Cai Ca’s upside rests on whether it can keep quality consistent across stores, maintain reliable supply of Japanese soy milk, and train staff to extract tea with precision during rush periods. Soy and tea are sensitive to temperature and steep time, so even small shifts in prep can change flavor and mouthfeel. A chain built quickly needs clear standards and tight oversight to keep cups tasting the same from campus to mall.
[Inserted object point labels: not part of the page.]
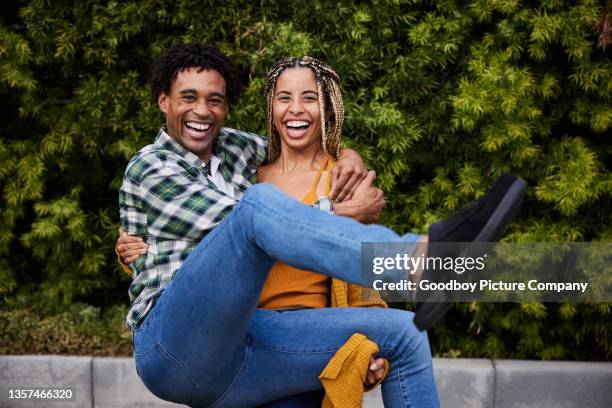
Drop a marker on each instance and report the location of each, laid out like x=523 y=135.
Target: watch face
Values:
x=325 y=204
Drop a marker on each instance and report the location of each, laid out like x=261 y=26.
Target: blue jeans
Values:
x=205 y=344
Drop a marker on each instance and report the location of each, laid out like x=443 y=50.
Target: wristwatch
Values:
x=325 y=204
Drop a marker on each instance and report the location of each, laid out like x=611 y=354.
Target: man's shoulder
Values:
x=150 y=159
x=229 y=137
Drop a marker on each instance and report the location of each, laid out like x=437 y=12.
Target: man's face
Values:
x=195 y=109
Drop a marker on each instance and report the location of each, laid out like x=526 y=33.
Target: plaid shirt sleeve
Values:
x=180 y=203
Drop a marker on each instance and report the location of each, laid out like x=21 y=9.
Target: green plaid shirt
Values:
x=167 y=198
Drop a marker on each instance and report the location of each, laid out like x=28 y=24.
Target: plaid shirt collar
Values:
x=166 y=142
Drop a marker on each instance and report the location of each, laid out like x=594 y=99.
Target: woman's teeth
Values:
x=297 y=128
x=297 y=124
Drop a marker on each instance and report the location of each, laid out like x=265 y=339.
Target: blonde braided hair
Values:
x=330 y=104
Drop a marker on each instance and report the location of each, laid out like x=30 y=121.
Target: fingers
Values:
x=126 y=249
x=129 y=239
x=376 y=370
x=346 y=186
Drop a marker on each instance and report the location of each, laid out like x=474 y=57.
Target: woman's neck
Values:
x=308 y=159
Competition is intensifying around health cues. Rivals can respond with their own soy lines, fruit forward menus, and more items in B grades. Marketing restrictions on higher graded drinks also nudge all players toward clearer sugar disclosure. Cai Ca’s local story and speed of product development are advantages, yet growth still depends on careful site selection and measured expansion to avoid rent shocks. If the brand can hold its B and C profiles while delivering distinctive tea flavors, it can carve out a durable place in a market that rewards both taste and transparency.

What to Know

  • Cai Ca has replaced six former Gong Cha outlets in Singapore with a soy milk tea focused menu.
  • The brand was founded by former Gong Cha Singapore chief executive Kang Puay Seng, who also co-founded Mr Bean.
  • Stores reopened at Lot One, Bugis Junction, NUS UTown, King Albert Park, Northpoint City and Century Square.
  • Most of the 32 drinks are graded B or C under the Nutri-Grade system, with brown sugar items as exceptions.
  • The menu features a soy and tea fusion made with Japanese yellow soybeans, plus fruit teas, pure teas, and classic milk tea.
  • Glutinous rice balls and chewy pearls are available as snack style accompaniments.
  • Gong Cha closed all its Singapore outlets in October 2025 and plans to relaunch in 2026 with new franchisees.
  • Cai Ca is pursuing careful expansion, citing rent pressures and expired leases at some former sites.
  • Nutri-Grade labelling for freshly prepared drinks has been compulsory since Dec 30, 2023, prompting lower sugar recipes across the sector.
  • Competition remains intense, and Cai Ca is betting on a health first identity and agile product development to stand out.